Evans tidak berbicara, dia terus menatap lekat wajah saka yang tampan-tampan manis itu.

"Lu mabuk kenapa ke rumah gua hah?." Ujar saka, kembali terlihat biasa

"Aku merindukanmu."

"Jangan ngomong aneh-aneh, lu lagi mabuk jadi ayo duduk lagi." Saka mencoba menggeser tubuhnya, tapi langsung di peluk oleh Evans.

"Aku ingin bersamamu."

"Iya ya, sekarang kita duduk dulu gua ambil air minum dulu, lepas." Sambil menepuk-nepuk punggung Evans

"Tidak mau!." Mengeratkan pelukannya

"Vans nurut ama gua, asal lu tahu sikap lu yang kayak gini selalu bikin gua kesel ngerti!."

"Aku tidak mabuk, aku hanya ingin melihat saka."

"Vans gua bisa bikin lu mati pas keadaan mabuk kayak gini, jadi lepasin!." Dingin saka

Entah kenapa seperti beberapa hari lalu dan kemarin, Evans dengan refleks melepaskan pelukannya dan melangkah mundur, menatap saka yang memberikan tatapan yang ingin benar-benar membunuh, padahal Evans sering melihat hal seperti ini tapi ke saka malah membuat dia tidak bisa bertindak apa-apa dan hanya menurut, ada apa dengan dirinya?.

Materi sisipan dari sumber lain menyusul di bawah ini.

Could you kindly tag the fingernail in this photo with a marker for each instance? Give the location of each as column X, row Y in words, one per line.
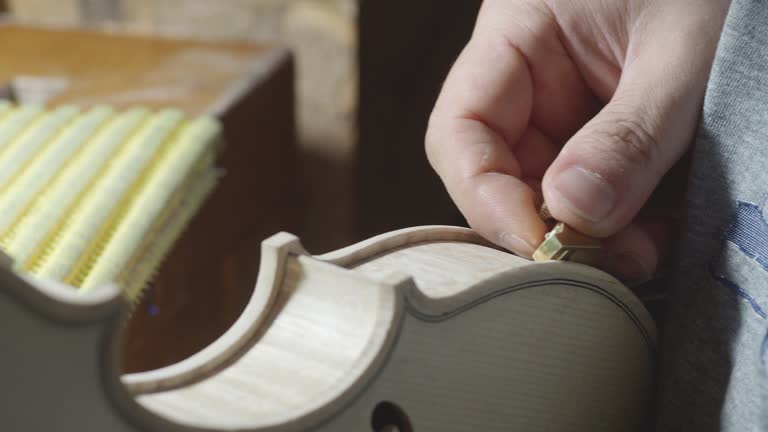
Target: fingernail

"Sekarang lu duduk, gua ambilin puding buat lu yang tadi gua buat, setelah ini lu lebih baik pulang buat istirahat, gua gak bisa ngurus lu."

"Entah kenapa kayak gini jadinya, tiba-tiba." Lanjut saka

Setelah berbicara seperti itu, saka melangkah pergi dari ruang tamu dan menuju dapur.

Evans menatap kekosongan, ada apa dengan dirinya, ada yang berubah, tiga sahabatnya mengatakan itu adalah cinta, tapi bagi Evans Cinta tidak penting semuanya akan datang saat kita memiliki segalanya seperti uang?.

"Bodoh!." Kata itu yang keluar dari mulut Evans, dia memukul kepalanya karena ada perasaan yang kecewa, itu membuatnya bingung.

Karena bingung Evans langsung melangkah pergi dari ruang tengah, keluar dari rumah saka dia merasa bingung, dan menghidupkan mobil lalu mengendarai mobilnya pergi dari perkarangan rumah saka.

Ini tidak mungkin, mana mungkin dia jatuh cinta apa lagi itu ke seorang laki-laki, Evans bimbang dia tidak pernah merasa hal seperti ini, saat mendengar ucapan dingin saka Evans langsung terdiam, pikiran dan kelakuannya tidak sejalan.

Lalu ke Saka!

Saka yang mendengar pintu yang tertutup lagi, dan suara mobil menjauh dari perkarangan rumahnya, berjalan kearah ruang tengah melihat ternyata Evans sudah pergi, ternyata tadi itu dia.

"Gua tau lu pasti bingung ama diri lu sendiri Vans, tapi gua harap lu gak akan terjebak karena keinginan lu." Guma saka

Dia berjalan ke arah sofa, duduk dan mulai memakan puddingnya, matanya tiba-tiba tertuju pada tas belanja kecil di meja, karena penasaran saka membukanya ternyata isinya sebuah jam?

"Apa buat gua?."

Saka kembali menutup kotak kecil itu, dan memasukkannya ke tas belanja itu lagi.

"Gua gak tertarik dengan hal cinta bahkan perasaan dan hubungan!." Guma saka

"Itu orang jadi aneh lama-lama, tiba-tiba muncul terus jadi gay astaga."

Mungkin benar saka tipe orang yang tidak mementingkan tiga hal itu, saat ini dia hanya ingin bersenang-senang tanpa ada, yang mengganggu waktu berharganya.